L’article 27(3) de la Loi ITE sert principalement à engager des poursuites pour diffamation pour des motifs divers et s’applique à « toute personne qui, délibérément et sans en détenir les droits, distribue des informations et/ou documents électroniques dont le contenu est insultant et/ou diffamatoire, et/ou les rend accessibles ». En 2014, Abraham Sujoko a été condamné à deux ans d’emprisonnement par le tribunal du district de Dompu (Nusa Tenggara-Ouest) en vertu de l’article 27(3) de la Loi ITE pour outrage à l’islam dans une séquence vidéo diffusée sur YouTube.

L’incrimination de la diffamation bafoue l’obligation légale faite à l’Indonésie de respecter et de protéger le droit à la liberté d’expression aux termes du Pacte international relatif aux droits civils et politiques (PIDCP), auquel cet État est partie.
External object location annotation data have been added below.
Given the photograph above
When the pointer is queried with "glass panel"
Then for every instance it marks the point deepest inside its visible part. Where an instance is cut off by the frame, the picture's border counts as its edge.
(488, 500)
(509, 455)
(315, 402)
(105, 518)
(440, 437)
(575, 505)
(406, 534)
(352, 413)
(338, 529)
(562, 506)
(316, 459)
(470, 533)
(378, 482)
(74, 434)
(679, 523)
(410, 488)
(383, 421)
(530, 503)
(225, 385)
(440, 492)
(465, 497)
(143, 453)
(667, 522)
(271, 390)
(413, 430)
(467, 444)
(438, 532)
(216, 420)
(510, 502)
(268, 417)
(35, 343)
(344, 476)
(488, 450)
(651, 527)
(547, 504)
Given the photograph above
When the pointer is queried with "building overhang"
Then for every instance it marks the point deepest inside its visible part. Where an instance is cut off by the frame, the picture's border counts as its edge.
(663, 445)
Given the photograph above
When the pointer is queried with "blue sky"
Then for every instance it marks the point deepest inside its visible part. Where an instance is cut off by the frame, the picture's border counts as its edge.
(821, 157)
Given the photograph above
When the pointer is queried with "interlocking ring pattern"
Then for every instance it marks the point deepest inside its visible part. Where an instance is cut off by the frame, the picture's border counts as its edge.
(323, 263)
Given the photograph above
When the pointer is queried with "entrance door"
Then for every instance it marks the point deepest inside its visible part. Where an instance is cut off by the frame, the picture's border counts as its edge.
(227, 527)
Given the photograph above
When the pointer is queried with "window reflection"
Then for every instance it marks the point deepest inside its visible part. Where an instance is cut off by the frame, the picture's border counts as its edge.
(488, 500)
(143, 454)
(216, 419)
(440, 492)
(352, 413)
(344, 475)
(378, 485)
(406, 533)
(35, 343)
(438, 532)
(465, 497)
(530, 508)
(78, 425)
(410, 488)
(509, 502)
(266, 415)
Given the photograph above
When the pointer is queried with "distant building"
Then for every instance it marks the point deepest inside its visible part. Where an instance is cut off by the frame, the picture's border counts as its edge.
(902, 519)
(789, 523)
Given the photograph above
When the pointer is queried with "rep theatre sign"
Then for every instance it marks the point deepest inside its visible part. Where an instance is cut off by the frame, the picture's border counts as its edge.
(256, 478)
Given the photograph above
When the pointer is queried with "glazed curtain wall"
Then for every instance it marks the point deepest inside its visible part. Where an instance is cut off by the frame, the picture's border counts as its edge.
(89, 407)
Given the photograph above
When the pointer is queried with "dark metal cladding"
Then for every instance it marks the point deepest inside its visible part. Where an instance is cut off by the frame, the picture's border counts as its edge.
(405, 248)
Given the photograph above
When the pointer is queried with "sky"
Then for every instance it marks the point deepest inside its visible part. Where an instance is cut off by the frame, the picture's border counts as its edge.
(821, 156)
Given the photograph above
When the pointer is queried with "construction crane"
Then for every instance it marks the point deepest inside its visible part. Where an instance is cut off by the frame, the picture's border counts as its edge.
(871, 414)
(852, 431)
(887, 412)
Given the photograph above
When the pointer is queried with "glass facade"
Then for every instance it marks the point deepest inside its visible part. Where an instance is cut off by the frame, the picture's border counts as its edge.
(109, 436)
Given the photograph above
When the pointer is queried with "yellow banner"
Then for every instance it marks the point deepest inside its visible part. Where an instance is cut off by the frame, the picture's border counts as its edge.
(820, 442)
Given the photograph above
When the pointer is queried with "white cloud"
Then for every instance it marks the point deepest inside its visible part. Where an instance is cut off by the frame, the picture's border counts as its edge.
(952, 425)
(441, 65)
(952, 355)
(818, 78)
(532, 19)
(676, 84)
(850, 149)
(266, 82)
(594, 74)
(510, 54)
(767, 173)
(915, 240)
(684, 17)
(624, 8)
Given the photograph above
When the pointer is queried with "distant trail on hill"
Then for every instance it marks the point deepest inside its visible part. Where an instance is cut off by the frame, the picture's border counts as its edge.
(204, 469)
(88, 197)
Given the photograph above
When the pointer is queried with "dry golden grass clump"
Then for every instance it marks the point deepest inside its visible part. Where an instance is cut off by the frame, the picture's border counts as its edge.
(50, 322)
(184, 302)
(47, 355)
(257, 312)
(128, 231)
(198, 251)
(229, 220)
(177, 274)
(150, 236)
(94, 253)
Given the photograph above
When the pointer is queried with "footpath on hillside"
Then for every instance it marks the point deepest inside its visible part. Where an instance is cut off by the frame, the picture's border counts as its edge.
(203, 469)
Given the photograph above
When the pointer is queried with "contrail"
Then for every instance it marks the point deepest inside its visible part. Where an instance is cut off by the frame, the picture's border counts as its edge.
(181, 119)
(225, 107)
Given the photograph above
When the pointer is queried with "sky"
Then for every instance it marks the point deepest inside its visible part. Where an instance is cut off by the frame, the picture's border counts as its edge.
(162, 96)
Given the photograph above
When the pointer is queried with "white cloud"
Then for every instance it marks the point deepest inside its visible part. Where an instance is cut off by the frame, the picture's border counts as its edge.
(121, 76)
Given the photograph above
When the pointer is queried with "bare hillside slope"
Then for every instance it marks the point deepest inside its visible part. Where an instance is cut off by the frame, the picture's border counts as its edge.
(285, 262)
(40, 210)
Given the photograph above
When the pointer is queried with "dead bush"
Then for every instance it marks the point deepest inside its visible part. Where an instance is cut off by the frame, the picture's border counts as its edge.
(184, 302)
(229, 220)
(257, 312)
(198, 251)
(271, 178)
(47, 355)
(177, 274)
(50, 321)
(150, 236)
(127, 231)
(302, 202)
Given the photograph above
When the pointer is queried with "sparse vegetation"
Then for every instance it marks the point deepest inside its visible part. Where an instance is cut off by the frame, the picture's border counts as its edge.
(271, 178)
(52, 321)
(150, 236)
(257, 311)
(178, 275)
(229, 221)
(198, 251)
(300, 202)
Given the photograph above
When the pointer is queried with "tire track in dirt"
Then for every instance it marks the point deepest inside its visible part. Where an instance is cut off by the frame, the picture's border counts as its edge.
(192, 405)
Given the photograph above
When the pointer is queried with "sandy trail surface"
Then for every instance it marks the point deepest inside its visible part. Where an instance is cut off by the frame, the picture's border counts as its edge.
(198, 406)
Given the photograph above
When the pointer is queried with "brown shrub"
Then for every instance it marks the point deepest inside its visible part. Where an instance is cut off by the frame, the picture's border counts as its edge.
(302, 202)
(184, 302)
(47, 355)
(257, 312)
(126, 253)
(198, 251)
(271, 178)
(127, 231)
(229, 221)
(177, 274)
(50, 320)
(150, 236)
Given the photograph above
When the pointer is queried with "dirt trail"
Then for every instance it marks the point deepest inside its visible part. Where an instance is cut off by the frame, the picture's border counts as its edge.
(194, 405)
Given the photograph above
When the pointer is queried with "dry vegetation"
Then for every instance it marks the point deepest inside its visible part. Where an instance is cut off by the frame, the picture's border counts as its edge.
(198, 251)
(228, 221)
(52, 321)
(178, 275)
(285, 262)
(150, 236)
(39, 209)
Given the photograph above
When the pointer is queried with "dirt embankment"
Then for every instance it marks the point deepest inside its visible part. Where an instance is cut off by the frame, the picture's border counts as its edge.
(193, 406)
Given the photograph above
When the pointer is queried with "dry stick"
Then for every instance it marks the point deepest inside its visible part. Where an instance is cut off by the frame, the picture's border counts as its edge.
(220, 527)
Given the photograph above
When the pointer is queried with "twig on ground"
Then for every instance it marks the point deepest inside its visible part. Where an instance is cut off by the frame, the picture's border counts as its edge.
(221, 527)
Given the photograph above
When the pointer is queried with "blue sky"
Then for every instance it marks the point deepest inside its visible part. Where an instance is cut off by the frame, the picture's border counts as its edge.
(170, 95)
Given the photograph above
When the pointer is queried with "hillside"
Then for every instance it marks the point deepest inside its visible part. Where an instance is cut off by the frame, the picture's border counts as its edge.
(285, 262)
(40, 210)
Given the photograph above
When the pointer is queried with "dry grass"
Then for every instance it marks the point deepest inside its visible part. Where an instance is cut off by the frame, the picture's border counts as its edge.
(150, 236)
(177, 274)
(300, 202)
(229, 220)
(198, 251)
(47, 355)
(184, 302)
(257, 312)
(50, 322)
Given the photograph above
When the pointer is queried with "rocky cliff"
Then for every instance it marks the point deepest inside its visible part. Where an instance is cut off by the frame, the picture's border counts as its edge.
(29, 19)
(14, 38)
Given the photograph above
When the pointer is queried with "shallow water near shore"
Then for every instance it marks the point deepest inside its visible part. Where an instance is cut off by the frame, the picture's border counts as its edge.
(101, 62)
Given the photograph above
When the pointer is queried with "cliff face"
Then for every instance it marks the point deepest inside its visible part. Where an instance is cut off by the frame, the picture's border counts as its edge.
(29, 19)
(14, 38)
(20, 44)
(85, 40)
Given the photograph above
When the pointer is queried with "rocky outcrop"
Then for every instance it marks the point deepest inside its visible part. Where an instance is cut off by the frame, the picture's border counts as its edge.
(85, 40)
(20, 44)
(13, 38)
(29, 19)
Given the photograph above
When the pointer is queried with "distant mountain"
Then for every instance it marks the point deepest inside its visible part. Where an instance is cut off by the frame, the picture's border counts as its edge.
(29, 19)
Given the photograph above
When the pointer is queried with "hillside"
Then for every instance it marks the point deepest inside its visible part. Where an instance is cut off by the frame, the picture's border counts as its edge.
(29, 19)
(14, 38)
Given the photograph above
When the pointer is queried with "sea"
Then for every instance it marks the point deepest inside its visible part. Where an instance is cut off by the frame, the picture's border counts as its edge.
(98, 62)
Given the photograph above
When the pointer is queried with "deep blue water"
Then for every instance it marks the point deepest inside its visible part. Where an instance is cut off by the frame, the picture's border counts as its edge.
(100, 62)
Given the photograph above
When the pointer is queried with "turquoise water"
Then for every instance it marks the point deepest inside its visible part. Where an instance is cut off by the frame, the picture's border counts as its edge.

Le Comité des droits de l’homme [Nations unies] a encouragé les États à envisager de dépénaliser la diffamation et a souligné que les lois relatives à la diffamation devaient être élaborées avec soin de sorte qu’elles soient conformes aux obligations internationales des États en matière de droits humains et qu’elles ne répriment pas la liberté d’expression dans la pratique. L’intérêt collectif vis-à-vis du sujet soumis à la critique doit être reconnu comme une ligne de défense et les États doivent s’abstenir d’infliger des peines excessives.